Os textos originais se encontram em:
El núcleo de base autónomo | Biblioteca anarquista (theanarchistlibrary.org) (em espanhol)
Beyond Workerism Beyond Syndicalism | The Anarchist Library (Em Inglês)
O Núcleo de Base Autônomo
Estruturas de massa, os núcleos de base autônomos são o elemento que conecta a organização anarquista informal às lutas sociais.
O núcleo autônomo de base não é uma forma inteiramente nova de luta. Foram feitas tentativas para desenvolver estas estruturas na Itália nos últimos dez anos. Sendo as mais notáveis delas o Movimento Autônomo dos Trabalhadores Ferroviários de Turim e as ligas autogeridas contra a base de mísseis de cruzeiro em Comiso.
Acreditamos que a luta revolucionária é, sem dúvida, uma luta de massas. Por isso, vemos a necessidade de construir estruturas capazes de organizar o maior número de grupos de explorados possível.
Sempre consideramos criticamente a perspectiva sindicalista, tanto por causa de suas limitações como instrumento [de ação] , quanto por sua trágica involução histórica, que nenhuma pincelada da pintura anarquista pode cobrir. Então chegamos à hipótese de construir núcleos de base autônomos, que não tinham as características de estruturas mini-sindicalistas, tendo outros objetivos e relações organizacionais.
Através dessas estruturas, tem-se feito um esforço para vincular o movimento anarquista específico às lutas sociais. Uma barreira considerável de reticências e incompreensões tem sido encontrada entre os camaradas, e isso tem sido um obstáculo para a realização desse método organizacional. É nos momentos de ação que surgem diferenças entre companheiros que concordam em princípio com a propaganda anarquista, a luta contra o Estado, a autogestão e a ação direta.

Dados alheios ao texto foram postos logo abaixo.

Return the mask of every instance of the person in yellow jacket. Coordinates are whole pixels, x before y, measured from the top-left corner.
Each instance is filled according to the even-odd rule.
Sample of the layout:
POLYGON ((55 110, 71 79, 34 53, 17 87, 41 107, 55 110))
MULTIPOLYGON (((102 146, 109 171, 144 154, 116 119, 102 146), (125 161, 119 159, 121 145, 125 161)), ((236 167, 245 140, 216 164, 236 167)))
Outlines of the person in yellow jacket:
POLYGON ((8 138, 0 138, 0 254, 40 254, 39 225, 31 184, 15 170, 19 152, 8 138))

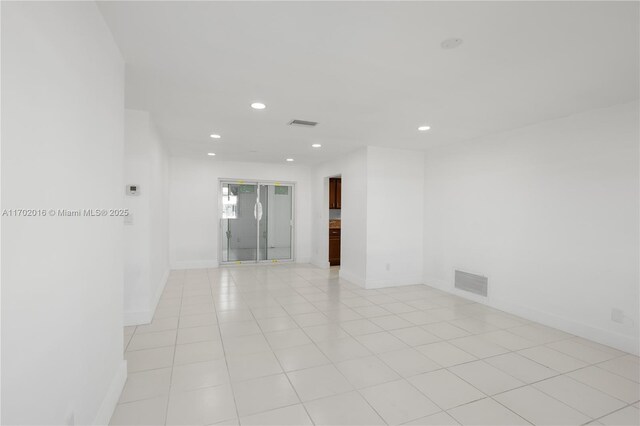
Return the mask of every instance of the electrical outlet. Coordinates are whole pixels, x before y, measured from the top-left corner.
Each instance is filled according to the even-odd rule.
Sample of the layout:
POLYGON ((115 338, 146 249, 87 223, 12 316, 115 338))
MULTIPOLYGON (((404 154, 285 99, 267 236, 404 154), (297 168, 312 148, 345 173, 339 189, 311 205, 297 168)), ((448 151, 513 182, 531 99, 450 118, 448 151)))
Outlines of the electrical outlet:
POLYGON ((619 323, 624 322, 624 312, 622 311, 622 309, 618 309, 618 308, 611 309, 611 321, 619 322, 619 323))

Quando passamos para uma fase organizacional, no entanto, devemos desenvolver um projeto que esteja em contato com o atual nível de confronto entre as classes.
Acreditamos que, devido à profunda transformação social, é inconcebível que uma única estrutura tente conter toda a luta social e econômica dentro de si. De qualquer forma, por que os explorados entrariam e se tornariam parte de uma organização anarquista específica para realizar sua luta?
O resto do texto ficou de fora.